Orient Overseas Container Line (OOCL) has outperformed a struggling container shipping market, reporting robust Q2 2025 results that signal significant market share gains. The Cosco-owned carrier moved 928,560 TEU in Q2 – a 4.3% year-on-year increase – bringing H1 2025 volume to 3.91 million TEU, up 6.8% from 2024.

Financial Resilience Amid Rate Collapse
Despite plunging freight rates:
Q2 revenue: $2.26 billion (↓9.6% YoY)
H1 revenue: $4.41 billion (↑10.3% YoY)
Outperformed industry average rate declines of 15-25% on key routes
Strategic Market Capture
OOCL's growth contrasts sharply with competitors:
Maersk: Q2 volumes ↓7% YoY
Hapag-Lloyd: Q2 volumes ↓4.2% YoY
Industry-wide transpacific volumes ↓14.8% in May
Analysts attribute this to OOCL's integration with Cosco's global network and strategic capacity deployment. The carrier now controls 4.7% of global container capacity (up from 4.2% in 2023), operating 100 vessels including 12 ultra-large 24,188-TEU ships.

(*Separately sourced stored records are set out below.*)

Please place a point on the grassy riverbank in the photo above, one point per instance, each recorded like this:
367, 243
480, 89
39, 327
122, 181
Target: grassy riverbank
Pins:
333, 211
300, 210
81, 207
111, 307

Digital Edge & Future Outlook
OOCL's digital platform processed 78% of bookings electronically in Q2 – 20% above industry average – contributing to lower operating costs per TEU. While warning of "continued rate pressure" in Q3, CEO Ding Xu affirmed: "Our terminal synergies and digitization initiatives position us to outperform through market cycles."